Status vs Truth
Last updated
Last updated
This seems self-evident: Our ability to care about stuff is finite, so any care that isn’t truth competes with it.
Therefore, social status and intellectual honesty have an inverse relationship, like price and supply.
And why wouldn’t this be the case? Status is something you could lose. And the more you have to lose, the harder it is to prioritize truth.
Unfortunately, in the battle between status and truth, truth starts at a disadvantage: we’re biologically wired to care about social status, but caring about truth requires deliberate effort.
Bad actors often exploit this disadvantage, encouraging us to prioritize social and tribal status concerns over truth concerns. Such status-hacking is a cornerstone of modern propaganda. Consider the factual absurdity, for example, of calling Bernie Sanders endorser Joe Rogan “far-right” in response to his criticisms of COVID policy.
These tribal and status labels are not descriptive — they’re prescriptive. They instruct our emotions, not through rational argument but through threat of social humiliation: “Reject this person!”
“Pay no attention to the man behind the curtain,” the Wizard of Oz once said. Today, he’d add “…or you’re a conspiracy theorist!”
Tyrants hack our minds, by hacking our hearts.
In the internet age, you can’t stop people from looking behind the curtain by force. But if you turn not-looking into a status symbol, people won’t even want to look.
This helps explain why so many highly intelligent people have fallen victim — intelligence offers no protection from the emotional assault of modern propaganda. Only emotional qualities, like bravery and honesty, do.

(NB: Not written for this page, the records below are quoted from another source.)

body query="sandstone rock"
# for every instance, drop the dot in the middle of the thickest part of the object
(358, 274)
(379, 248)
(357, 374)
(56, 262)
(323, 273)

Rationality is an emotional achievement — no amount of intellectual horsepower can overcome a preference for delusion. And collectively, we are only rational to the extent our environment exacerbates or diminishes our preference for delusion.
Consider the standard VC model: make 100 bets, and the 1 good one pays for 99 bad ones. Everyone understands this!
Adopting the “VC model of credulity” could obsolesce the battle between status and truth.
The VC model of credulity entertains information on the basis that being right 1 time, will outweigh the cost of looking foolish 99 other times.
The VC model of credulity pits real benefits against social costs on a level playing field, so we can perform the cost/benefit analysis on purpose instead of unconsciously.
Adapting investment frameworks for belief management means appreciating disruptions like Bitcoin, Jeffrey Epstein, UFOs, and pandemics more quickly.
“Rationality is risk management,” said Taleb. What if we take that seriously?